Jump ahead a few years, and summers now find Paula and her daughter, Jessica Lincoln, selling jams, jellies, salsa and other items at area farmers markets around southwest Iowa.
“Jessica had the idea a few years ago that we should start selling more of what we make,” Paula says. “As time went by, we planted more fruit trees and bushes and the gardens got bigger. We started with our local farmers market in Silver City, then just grew from there.”
Paula and Jessica get together on weekends and evenings to can, now with help from Jessica’s children — Abigail and Grayson.
“Grayson just loves picking berries for us,” Paula says. “He gets real quiet, and when you call for him, you can see by his face that he’s doing more than picking berries. But it’s so much fun having the grandchildren help.”
Paula learned how to can with the help of a neighbor nearly 25 years ago, and as time went on, she tried to put her own stamp on the contents of those jars.

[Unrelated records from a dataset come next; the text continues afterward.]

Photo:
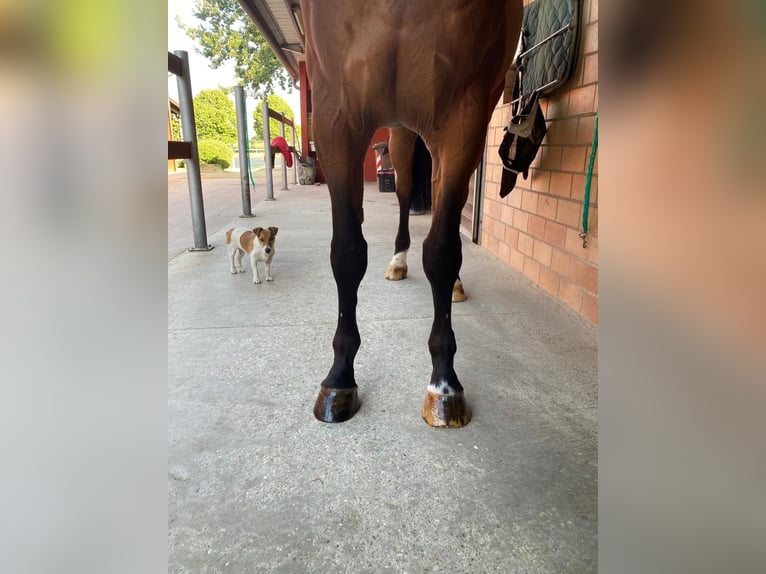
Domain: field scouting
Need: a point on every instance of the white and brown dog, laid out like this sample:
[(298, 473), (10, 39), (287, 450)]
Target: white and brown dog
[(258, 243)]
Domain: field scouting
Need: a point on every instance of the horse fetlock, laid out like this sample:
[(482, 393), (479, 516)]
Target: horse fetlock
[(396, 272), (445, 411), (458, 293), (336, 405)]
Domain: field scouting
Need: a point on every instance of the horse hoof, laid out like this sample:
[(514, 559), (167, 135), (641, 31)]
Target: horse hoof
[(458, 294), (396, 273), (336, 405), (446, 410)]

“One of the things Jessica and I have done is to come up with different combinations,” she says. “Sometimes you wonder if it will work, but we have found that people do like them.”
Paula says probably 95% of everything they can is grown at their homes. No chemicals are used, she adds.
In addition to the jams and jellies, Paula and Jessica make salsa and also sell vegetables at farmers markets near their Mills County homes. Paula says they also freeze things like peaches for future use.
Jessica says she and her mom make 15 to 20 different flavors of jams and jellies. She says having her children there with them as they fill the jars makes it special.
“Grayson really enjoys peeling and coring apples,” she says. “Abigail likes to help sell everything. It’s really nice to have them helping us out.”
Paula says she is a firm believer in the quality of homemade food items.
“Everything is better when it’s homemade,” she says. “You just can’t beat it.”